VantAI’s application of the platform to RIPTACs follows work on similar modalities. Blueprint Medicines, Bristol Myers Squibb and Johnson & Johnson are partnered with VantAI on molecular glues, another modality that creates a new protein-protein interaction. VantAI’s work with Blueprint and J&J also includes protein degraders.
Halda’s RIPTAC platform is designed to address some of the limitations of older modalities. Typically, drugs hit a protein that a cancer needs to grow and proliferate. RIPTACs, like antibody-drug conjugates, can kill cells regardless of the function of the targeted tumor-specific protein. The protein is only used as a targeting mechanism to spare healthy cells, opening up more of the cancer proteome to Halda.
The efficacy of RIPTACs comes from disrupting proteins that are essential to healthy cells, rather than by inhibiting oncogenic pathways. Inactivating essential proteins kills the cell and, because RIPTACs require the presence of a tumor-specific protein, the cytotoxic effect should be selective to cancerous cells.

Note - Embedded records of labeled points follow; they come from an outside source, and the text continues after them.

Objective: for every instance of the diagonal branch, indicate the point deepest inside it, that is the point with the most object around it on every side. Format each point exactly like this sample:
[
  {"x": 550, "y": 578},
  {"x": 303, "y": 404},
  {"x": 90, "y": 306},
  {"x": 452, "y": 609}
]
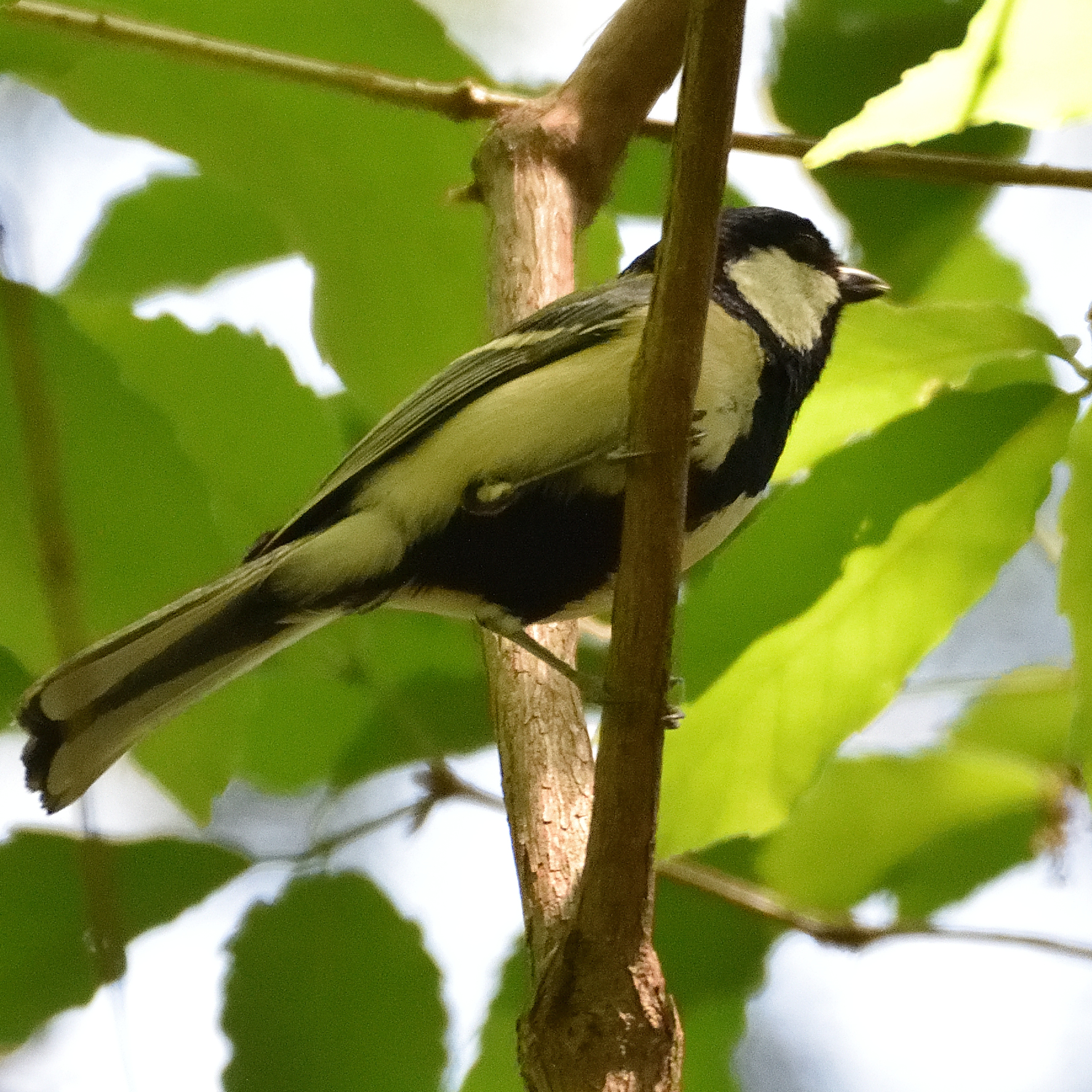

Halda, which raised $126 million one year ago, is seeking to validate the concept of its so-called “hold-and-kill” mechanism in a phase 1/2 trial of its lead drug candidate, HLD-0915. The biotech is developing the RIPTAC as a treatment for metastatic castration-resistant prostate cancer. Prostate tumors often develop resistance by boosting expression of the androgen receptor. HLD-0915 turns the defense mechanism against tumors by targeting the androgen receptor.
Partnering with VantAI could give Halda a source of target-effector pairs for its next wave of prospects. The deal could be worth more than $1 billion, including upfront and milestone payments across multiple targets—although the companies didn't offer a breakdown of the financials.